What is Pernicious Anemia?

Posted on Monday, May 2nd, 2016

Written by Megan Scarth

For many people, the concepts of “anemia” and “lack of iron” are often thought of as one and the same. But did you know that there are actually different types of anemia caused by a lack of different nutrients?

One of these types is known as pernicious anemia, and it’s caused by a lack of vitamin B12 in the body. Just like iron-based anemia, it means that the body is unable to make enough red blood cells to maintain normal functioning. A lack of B12 in particular means that the red blood cells have a difficult time dividing, and are becoming too large and are unable to diffuse out of the bone marrow.

Pernicious anemia can sometimes be tricky to diagnose because people don’t always display symptoms, and the symptoms that they do display are fairly common to other conditions. However, some common deficiency symptoms include light-headedness/a lack of energy, loss of appetite, pale skin, diarrhea, problems concentrating, and swollen gums. Since vitamin B12 plays critical functions in the nervous system, people may start to experience nervous system damage if the deficiency is long-term. Some of the more long-term symptoms include confusion, depression, a loss of balance, and numbness/tingling in the hands and feet.

To absorb B12, the stomach secretes an enzyme called intrinsic factor, which binds to the B12 and carries it to the liver, where it is stored.
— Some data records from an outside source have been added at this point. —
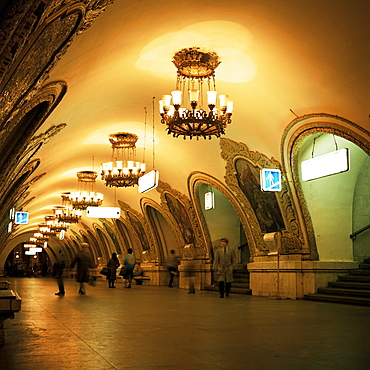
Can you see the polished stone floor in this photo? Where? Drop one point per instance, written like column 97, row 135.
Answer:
column 162, row 328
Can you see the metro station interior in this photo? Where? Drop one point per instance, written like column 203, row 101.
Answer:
column 83, row 81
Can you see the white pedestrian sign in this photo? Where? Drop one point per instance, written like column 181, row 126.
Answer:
column 270, row 179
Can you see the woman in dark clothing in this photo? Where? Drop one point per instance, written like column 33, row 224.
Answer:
column 112, row 266
column 83, row 261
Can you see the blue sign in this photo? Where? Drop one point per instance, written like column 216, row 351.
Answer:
column 270, row 179
column 21, row 218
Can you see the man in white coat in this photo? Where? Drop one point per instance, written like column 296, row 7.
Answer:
column 223, row 266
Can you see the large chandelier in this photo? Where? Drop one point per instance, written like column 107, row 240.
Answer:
column 85, row 196
column 123, row 170
column 66, row 213
column 184, row 111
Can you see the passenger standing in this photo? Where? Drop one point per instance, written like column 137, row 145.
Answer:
column 112, row 266
column 172, row 263
column 129, row 264
column 83, row 261
column 223, row 265
column 58, row 273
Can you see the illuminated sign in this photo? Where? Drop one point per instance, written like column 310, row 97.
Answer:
column 325, row 165
column 35, row 249
column 21, row 218
column 270, row 179
column 103, row 212
column 209, row 200
column 148, row 181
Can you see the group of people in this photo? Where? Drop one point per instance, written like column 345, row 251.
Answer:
column 223, row 266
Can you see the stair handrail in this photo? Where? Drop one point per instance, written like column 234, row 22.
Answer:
column 353, row 235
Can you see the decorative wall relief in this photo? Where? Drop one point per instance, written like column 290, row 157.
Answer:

The liver can store B12 for long lengths of time, so it can take months or sometimes years to become deficient. However, if one doesn’t have doesn’t have enough intrinsic factor, the B12 won’t be absorbed properly, and pernicious anemia will eventually result. This condition is relatively uncommon, and only about two percent of people will ever develop it. It’s also more common in the elderly, who don’t produce as much stomach acid, and thus not as much intrinsic factor. For some people though—and that includes myself!—the condition is genetic, and not enough intrinsic factor is produced, regardless of age or other medical conditions.

For these people lacking intrinsic factor, it doesn’t matter if they’re getting adequate amounts of vitamin B12 in their diets; their bodies simply cannot absorb it, and so supplementation is often necessary. Additionally, B12 is only found in animal products, so vegans will also require supplementation. One of the easiest ways of getting extra B12 is simply through over-the-counter vitamin pills. People with very low levels, however, may need to bypass their digestive system entirely and get their dose in the form of shots or lozenges.

And for the rest of the population who eats animal products and absorbs B12 just fine, all they have to worry about is getting enough through their diet. Some sources of B12 include meats (especially organ meats), fish, dairy products, and eggs. Since B12 is found in quite a few common foods, most people should be fine as long as they’re eating a balanced diet.

So if you think your B12 levels may be low, or if you haven’t gotten them checked recently, it’s probably a good idea to get a simple blood test. A little bit of prevention can go a long way in protecting your nervous system!